Diabetes and high blood pressure are the best-known risk factors for the severely overweight, but in this new federally-funded study, which tracked thousands of middle-age and elderly adults in four states over more than 12 years, researchers discovered obese people who otherwise appear healthy may not be.
One measure of obesity is Body Mass Index, or BMI, a number calculated from a person's height and weight that doctors say is a fairly reliable indicator of body fatness. The Centers for Disease Control and Prevention considers a normal weight status BMI somewhere between 18.5 and 24.9. Overweight is between 25.0 and 29.9 and obese is 30 and above.
Using an ultrasensitive blood test to detect a protein called troponin T, an enzyme released by injured heart muscle cells, the Johns Hopkins researchers measured levels of troponin in more than 9,500 disease-free men and women, aged 53-75. Those whose BMI measured above 35 had more than twice the risk of developing heart failure than people of normal weight.
"Obesity is a well-known 'accomplice' in the development of heart disease," said lead investigator Dr. Chiadi Ndumele in a press release last week," but our findings suggest it may be a solo player that drives heart failure independently of other risk factors."
The severely obese, that is, people with a BMI above 35 were nine times more likely to develop heart failure than those of normal weight, and for every five-unit increase in BMI, the risk increased by 32 percent.

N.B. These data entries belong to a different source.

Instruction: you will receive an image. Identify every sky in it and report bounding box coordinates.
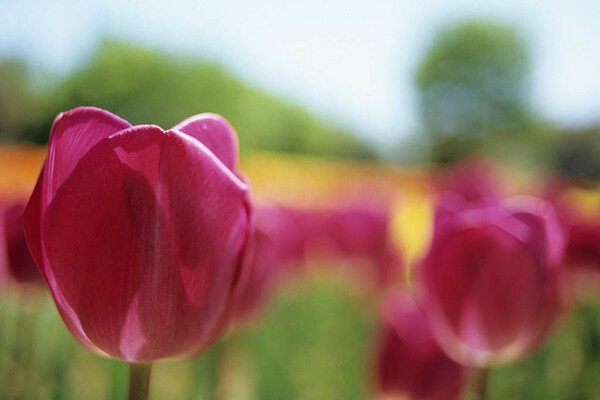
[1,0,600,150]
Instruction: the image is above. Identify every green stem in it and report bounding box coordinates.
[128,362,153,400]
[209,340,226,400]
[473,368,490,400]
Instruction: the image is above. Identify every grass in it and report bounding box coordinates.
[0,276,599,400]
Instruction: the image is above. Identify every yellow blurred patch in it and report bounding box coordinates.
[561,188,600,219]
[391,194,434,284]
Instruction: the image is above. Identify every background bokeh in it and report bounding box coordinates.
[1,1,600,399]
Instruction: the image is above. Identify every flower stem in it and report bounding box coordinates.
[128,362,153,400]
[473,367,490,400]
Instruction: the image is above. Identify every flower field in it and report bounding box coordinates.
[2,145,600,399]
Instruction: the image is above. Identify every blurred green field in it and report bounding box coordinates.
[1,274,599,400]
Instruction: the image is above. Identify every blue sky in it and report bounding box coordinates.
[2,0,600,149]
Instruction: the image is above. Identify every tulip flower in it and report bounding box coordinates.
[0,207,6,288]
[234,205,304,321]
[418,195,564,367]
[233,229,279,322]
[558,218,600,302]
[373,291,465,400]
[544,182,600,275]
[2,199,44,285]
[544,182,600,300]
[289,206,403,289]
[434,157,504,205]
[23,107,253,369]
[565,220,600,273]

Ndumele went on to say that finding a relationship between obesity and clinically-undetectable heart damage "is quite potent and truly concerning from a public health standpoint given the growing number of obese people in the United States and worldwide."
Public health experts say heart failure, a condition where the heart muscle is unable to pump efficiently, has been on the rise in recent years and is expected to affect 1 in 5 adults by the year 2030. Coronary artery disease, high blood pressure and diabetes are all common risk factors for heart failure, according to the CDC. Currently, about 5.1 million people in the United States suffer from heart failure. Half of those diagnosed are dead within five years.